You’ve led significant transactions. What role does leadership play in ensuring successful M&A deals?

Leadership is everything in M&A and transformation. One of the biggest reasons M&A deals fail – studies suggest failure rates of up to 50% – is poor integration and cultural misalignment. The people factor is often overlooked. Too many transactions are approached mechanically, focusing almost exclusively on financial analysis rather than on how businesses will integrate.

In Africa, the process is even more relationship-driven. You need to understand what the founder wants and what will make them comfortable with the transaction. Change management is often underfunded, yet it’s the linchpin of any transformation. If the people executing the deal aren’t on board, no amount of financial modeling will save it.

Overall, there needs to be a value creation approach and mindset from the outset, right from when you start thinking about a transaction.  This requires collaboration and bringing together teams and expertise from different parts of the organisation, and has to be driven from the top, i.e. from leadership.

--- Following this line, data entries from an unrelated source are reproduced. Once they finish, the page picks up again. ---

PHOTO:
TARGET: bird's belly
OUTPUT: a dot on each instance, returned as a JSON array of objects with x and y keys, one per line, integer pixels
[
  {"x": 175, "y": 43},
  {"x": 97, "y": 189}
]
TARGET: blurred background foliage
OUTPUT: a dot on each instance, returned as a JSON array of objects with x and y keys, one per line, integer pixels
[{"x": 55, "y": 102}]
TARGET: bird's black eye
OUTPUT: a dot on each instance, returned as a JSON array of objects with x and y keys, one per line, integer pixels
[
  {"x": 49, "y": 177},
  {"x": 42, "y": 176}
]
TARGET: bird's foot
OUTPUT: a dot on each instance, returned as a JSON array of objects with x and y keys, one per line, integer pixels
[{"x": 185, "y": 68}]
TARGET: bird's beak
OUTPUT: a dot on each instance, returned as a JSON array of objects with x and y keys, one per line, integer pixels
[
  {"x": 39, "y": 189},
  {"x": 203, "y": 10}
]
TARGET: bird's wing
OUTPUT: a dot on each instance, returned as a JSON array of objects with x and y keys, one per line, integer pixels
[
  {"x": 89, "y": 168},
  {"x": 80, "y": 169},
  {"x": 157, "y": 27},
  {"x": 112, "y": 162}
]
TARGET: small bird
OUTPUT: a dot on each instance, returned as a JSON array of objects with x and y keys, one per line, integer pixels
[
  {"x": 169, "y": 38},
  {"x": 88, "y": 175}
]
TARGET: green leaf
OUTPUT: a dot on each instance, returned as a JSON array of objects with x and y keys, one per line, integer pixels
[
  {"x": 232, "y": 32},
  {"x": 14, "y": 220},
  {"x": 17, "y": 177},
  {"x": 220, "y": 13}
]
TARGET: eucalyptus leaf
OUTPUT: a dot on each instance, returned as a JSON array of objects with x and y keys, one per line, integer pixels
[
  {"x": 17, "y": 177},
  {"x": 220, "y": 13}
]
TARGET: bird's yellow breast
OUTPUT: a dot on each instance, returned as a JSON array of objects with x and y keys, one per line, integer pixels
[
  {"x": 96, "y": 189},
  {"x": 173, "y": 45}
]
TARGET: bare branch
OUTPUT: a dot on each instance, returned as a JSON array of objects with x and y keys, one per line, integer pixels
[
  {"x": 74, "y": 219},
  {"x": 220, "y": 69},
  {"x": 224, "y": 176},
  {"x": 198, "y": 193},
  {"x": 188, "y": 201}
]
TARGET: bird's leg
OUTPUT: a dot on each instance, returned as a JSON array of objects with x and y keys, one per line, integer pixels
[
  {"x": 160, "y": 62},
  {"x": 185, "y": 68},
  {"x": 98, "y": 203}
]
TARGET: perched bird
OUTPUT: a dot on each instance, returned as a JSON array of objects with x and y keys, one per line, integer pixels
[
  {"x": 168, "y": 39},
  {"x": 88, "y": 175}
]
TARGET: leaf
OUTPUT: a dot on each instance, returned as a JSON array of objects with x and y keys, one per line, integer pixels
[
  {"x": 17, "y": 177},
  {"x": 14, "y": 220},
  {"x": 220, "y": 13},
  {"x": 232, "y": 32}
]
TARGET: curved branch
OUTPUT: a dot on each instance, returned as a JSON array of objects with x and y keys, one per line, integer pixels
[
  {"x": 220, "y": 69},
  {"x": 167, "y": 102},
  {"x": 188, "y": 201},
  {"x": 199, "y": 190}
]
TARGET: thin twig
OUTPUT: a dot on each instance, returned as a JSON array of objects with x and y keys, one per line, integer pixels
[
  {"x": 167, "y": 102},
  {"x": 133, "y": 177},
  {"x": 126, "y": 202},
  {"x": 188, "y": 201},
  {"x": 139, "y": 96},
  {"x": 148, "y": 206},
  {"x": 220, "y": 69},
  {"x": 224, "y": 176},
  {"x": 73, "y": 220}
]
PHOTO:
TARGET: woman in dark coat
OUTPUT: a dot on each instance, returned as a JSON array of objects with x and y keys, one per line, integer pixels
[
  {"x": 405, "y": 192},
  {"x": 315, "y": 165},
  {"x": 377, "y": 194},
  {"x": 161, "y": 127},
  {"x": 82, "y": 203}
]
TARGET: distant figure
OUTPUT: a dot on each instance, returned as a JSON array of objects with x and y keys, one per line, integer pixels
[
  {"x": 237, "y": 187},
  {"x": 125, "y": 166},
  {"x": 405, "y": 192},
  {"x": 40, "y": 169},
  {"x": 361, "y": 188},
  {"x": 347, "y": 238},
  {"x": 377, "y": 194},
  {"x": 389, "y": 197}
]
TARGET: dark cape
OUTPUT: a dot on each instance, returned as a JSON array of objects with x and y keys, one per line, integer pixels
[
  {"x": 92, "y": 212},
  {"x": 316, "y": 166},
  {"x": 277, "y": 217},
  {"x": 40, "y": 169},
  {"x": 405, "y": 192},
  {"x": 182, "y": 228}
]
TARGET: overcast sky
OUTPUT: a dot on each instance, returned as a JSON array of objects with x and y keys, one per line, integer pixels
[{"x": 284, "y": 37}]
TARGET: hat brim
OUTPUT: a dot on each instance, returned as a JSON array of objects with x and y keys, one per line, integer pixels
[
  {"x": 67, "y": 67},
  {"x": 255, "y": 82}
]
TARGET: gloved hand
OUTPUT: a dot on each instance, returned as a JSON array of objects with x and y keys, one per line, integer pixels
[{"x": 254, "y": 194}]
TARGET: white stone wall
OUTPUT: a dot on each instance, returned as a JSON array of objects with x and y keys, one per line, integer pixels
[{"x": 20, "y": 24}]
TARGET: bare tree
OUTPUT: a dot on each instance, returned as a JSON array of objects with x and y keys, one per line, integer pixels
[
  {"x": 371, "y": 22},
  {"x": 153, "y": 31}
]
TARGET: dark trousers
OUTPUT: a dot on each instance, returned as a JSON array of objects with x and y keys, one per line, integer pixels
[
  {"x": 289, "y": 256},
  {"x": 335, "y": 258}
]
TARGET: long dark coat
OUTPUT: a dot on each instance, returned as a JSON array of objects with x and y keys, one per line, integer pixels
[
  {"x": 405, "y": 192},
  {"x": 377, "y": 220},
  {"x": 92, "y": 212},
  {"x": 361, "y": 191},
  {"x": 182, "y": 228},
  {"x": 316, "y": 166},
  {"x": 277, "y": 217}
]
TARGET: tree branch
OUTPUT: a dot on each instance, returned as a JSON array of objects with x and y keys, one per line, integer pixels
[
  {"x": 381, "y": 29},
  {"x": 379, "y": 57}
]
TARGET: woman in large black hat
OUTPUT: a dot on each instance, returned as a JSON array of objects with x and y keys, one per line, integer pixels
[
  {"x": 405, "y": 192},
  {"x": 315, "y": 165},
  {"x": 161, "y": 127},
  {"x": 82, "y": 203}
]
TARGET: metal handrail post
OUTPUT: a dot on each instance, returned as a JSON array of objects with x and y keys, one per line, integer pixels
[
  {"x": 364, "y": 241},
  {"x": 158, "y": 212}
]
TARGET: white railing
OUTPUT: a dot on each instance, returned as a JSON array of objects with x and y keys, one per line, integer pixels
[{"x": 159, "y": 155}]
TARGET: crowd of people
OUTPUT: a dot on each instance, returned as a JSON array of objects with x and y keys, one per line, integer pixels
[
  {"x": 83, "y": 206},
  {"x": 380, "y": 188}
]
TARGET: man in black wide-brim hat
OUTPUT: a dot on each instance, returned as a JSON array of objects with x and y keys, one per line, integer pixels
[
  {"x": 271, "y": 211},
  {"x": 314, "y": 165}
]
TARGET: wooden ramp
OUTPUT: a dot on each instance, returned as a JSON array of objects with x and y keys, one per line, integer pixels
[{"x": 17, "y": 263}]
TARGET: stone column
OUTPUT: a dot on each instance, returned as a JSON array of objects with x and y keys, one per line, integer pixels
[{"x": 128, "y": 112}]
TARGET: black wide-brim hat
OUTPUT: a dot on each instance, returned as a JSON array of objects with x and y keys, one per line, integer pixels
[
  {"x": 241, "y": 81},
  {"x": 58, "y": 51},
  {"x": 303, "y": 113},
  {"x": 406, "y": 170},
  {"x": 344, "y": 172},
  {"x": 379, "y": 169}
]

With AI transforming the finance world, how do you see its impact on M&A and investment banking?

AI is undoubtedly changing finance, but in emerging markets, its role is limited by data quality. In Western markets, AI can analyse extensive structured data to improve decision-making, but in many African markets, data is incomplete or non-existent. Investment decisions in these regions still rely heavily on human judgment, creativity, and local knowledge – things AI isn’t yet equipped to replicate.

That said, for standardised financial analysis, AI will streamline processes, especially in due diligence and risk assessment. But for now, deal-making in emerging markets will continue to depend on people who understand the nuances of local economies.

You transitioned from finance into academia now. What drove that decision?

When I did my MBA, I knew I would pursue a PhD at some point. After working in industry for years, I wanted to explore strategic leadership in depth – understanding not just what leaders do and how (both of which I had already observed in practice), but why they behave the way they do. COVID gave me the pause I needed to make the transition, and I’m now researching strategic leadership in international business.

Thanks for taking time to speak with us Ananya. One final question – what advice would you give young professionals entering finance today?

Be a sponge for knowledge. Don’t dismiss anything as irrelevant. I sincerely believe that no knowledge is ever wasted; even if you never consciously realise that you have used it, you probably have, albeit not always immediately.

AI is changing the landscape, but human judgment, adaptability, and strategic thinking will always be valuable. Develop a wide-ranging skill set – finance is no longer just about numbers, it’s about understanding people, markets, and global trends. Stay curious, adaptable, and open to change, and you’ll future-proof your career.